L’une des parties les plus surprenantes du livre est le deuxième chapitre, consacré au concept de « culture de la pauvreté » et à celui qui s’en est vu imputé la paternité, c’est-à-dire Oscar Lewis. Cette relecture d’un auteur qui a été une figure marquante de l’anthropologie mexicaniste et qui a perdu beaucoup de sa popularité auprès des chercheurs d’aujourd’hui est intéressante et, à travers elle, Gutmann réussit à recentrer le débat sur des contributions importantes de Lewis. En particulier, Gutmann insiste sur le souci de Lewis de ne pas réduire les « pauvres » du Mexique rural et urbain à un archétype uniforme qui ne serait, en fait, qu’une synthèse sans vie de leurs plus petits dénominateurs communs (p. 59). Comme le note un Gutmann visiblement inspiré par Lewis, lorsqu’il est question de pauvreté, la simple analyse de classe ne suffit pas, « rather, we should include commonalities of class as a critical element along with other social divisions of generation, gender, and ethnicity that can cross international geopolitical boundaries » (p. 59). Il s’agit là, semble-t-il, d’une manière élégante de lier une variété de perspectives théoriques dans un cadre analytique qui donne une image vivante et tridimensionnelle des groupes et des personnes appauvries économiquement.

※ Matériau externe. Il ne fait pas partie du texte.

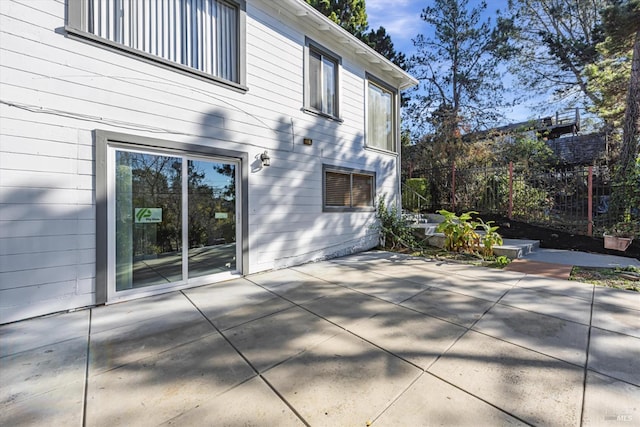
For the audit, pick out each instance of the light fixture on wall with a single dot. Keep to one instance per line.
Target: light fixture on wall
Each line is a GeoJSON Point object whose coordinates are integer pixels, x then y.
{"type": "Point", "coordinates": [266, 160]}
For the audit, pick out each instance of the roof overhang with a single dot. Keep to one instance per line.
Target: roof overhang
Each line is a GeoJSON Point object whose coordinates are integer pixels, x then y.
{"type": "Point", "coordinates": [300, 9]}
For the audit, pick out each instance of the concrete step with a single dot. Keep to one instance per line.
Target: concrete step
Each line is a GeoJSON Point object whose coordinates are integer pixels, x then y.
{"type": "Point", "coordinates": [511, 248]}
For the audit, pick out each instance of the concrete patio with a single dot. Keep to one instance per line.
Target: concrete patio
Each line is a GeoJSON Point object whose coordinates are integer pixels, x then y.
{"type": "Point", "coordinates": [370, 338]}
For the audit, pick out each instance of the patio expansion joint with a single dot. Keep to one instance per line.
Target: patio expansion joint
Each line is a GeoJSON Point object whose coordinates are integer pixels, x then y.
{"type": "Point", "coordinates": [248, 362]}
{"type": "Point", "coordinates": [586, 361]}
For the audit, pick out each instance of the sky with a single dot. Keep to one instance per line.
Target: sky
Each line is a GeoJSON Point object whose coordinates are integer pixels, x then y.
{"type": "Point", "coordinates": [401, 19]}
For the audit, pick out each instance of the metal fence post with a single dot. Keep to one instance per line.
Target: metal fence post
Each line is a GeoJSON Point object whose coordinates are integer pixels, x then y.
{"type": "Point", "coordinates": [510, 213]}
{"type": "Point", "coordinates": [590, 206]}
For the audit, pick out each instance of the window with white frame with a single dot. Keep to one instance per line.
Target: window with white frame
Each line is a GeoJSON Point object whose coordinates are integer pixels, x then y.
{"type": "Point", "coordinates": [381, 115]}
{"type": "Point", "coordinates": [321, 78]}
{"type": "Point", "coordinates": [203, 35]}
{"type": "Point", "coordinates": [348, 189]}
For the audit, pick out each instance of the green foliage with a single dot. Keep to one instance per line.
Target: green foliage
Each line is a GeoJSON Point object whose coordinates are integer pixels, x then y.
{"type": "Point", "coordinates": [461, 236]}
{"type": "Point", "coordinates": [500, 262]}
{"type": "Point", "coordinates": [556, 40]}
{"type": "Point", "coordinates": [349, 14]}
{"type": "Point", "coordinates": [419, 187]}
{"type": "Point", "coordinates": [394, 231]}
{"type": "Point", "coordinates": [462, 91]}
{"type": "Point", "coordinates": [530, 202]}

Évidemment, une telle approche aux problématiques multiples présente plusieurs pièges. Mais, de par sa connaissance intime de Santo Domingo et la qualité des données ethnographiques qu’il y a recueillies, Gutmann réussit à créer un modèle d’analyse intéressant jouant sur plusieurs registres à la fois. Certains trouveront probablement l’analyse un peu décousue. D’autres verront dans The Romance of Democracy le résultat d’interrogations anthropologiques vivantes et stimulantes fidèles au rythme de la politique informelle. Ces interrogations capturent d’ailleurs très bien l’atmosphère créée par des gens « ordinaires » réfléchissant sur les événements marquants de l’histoire politique de leur pays. Le portrait que dresse Gutmann des habitants de la colonia popular et de leur rapport au politique (et à la politique) est une contribution anthropologique importante et rafraîchissante à notre compréhension d’une démocratie qui est trop souvent abordée du point de vue de ses mécanismes formels et de ses acteurs privilégiés.